This week we hear a near unanimous message from our readings. Prepare the way!
The author of Isaiah says to the Jewish people: prepare the way of the LORD, fear not to cry out.
In the Gospel, John the Baptist quotes these same words from Isaiah: You are called to prepare the way.
And perhaps it comes most descriptively in the Psalm: Justice shall walk before God and prepare the way.
I see this as a reminder that Advent is not a passive waiting but active preparation. We are invited to cooperate with God, working together to prepare the way. For God’s kingdom won’t show up on its own.
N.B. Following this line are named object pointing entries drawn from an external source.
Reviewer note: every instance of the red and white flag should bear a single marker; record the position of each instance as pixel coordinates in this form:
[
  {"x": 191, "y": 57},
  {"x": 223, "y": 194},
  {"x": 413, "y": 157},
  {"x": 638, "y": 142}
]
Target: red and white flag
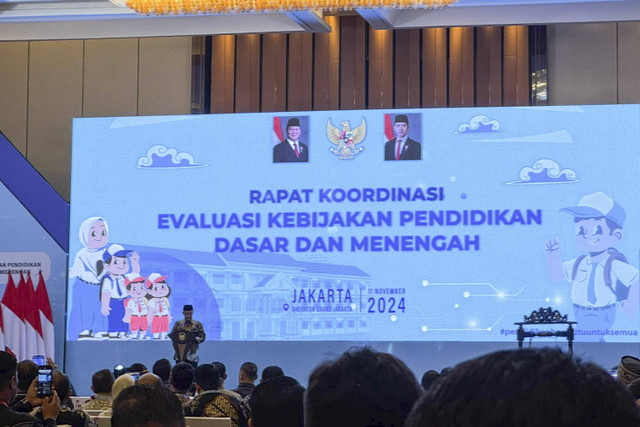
[
  {"x": 2, "y": 346},
  {"x": 14, "y": 329},
  {"x": 278, "y": 136},
  {"x": 46, "y": 317},
  {"x": 31, "y": 315},
  {"x": 388, "y": 127}
]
This speaks to a theology of the kingdom I find particularly useful, often called “already but not yet.”
It holds both things to be true.
The kingdom of God is already around us. We get glimpses of it in the liminal moments of daily life that point to something bigger. In the silent grace of a first snowfall, in the joy of a child's face on Christmas morning, in the strength of communities coming together in the face of despair, and in the small wins we achieve in the fight for justice.
The kingdom is not yet here in its fullness. This not yet part has felt particularly present in these past few months, as we see war reign across the world, harrowing spikes in anti-seminitism and Islamophobia, an epidemic of teenage loneliness, and extreme weather as a result of the climate crisis. This is certainly not yet any kingdom I’d be satisfied with.
So we must prepare the way. To seek, to reveal, to move towards the kingdom in all its fullness.
I think of the great reverend doctor Martin Luther King Jr.’s speech “Remaining Awake through a Great Revolution,” from which we get the quote “the arc of the moral universe is long but bends towards justice.”
I love this quote. And yet I feel it is too often stripped of MLK’s radical call and context in place of reassurance or blanket positivity.
The arc of the moral universe does bend towards justice but it does not bend on its own. It is bent through the resolute and communal efforts of people.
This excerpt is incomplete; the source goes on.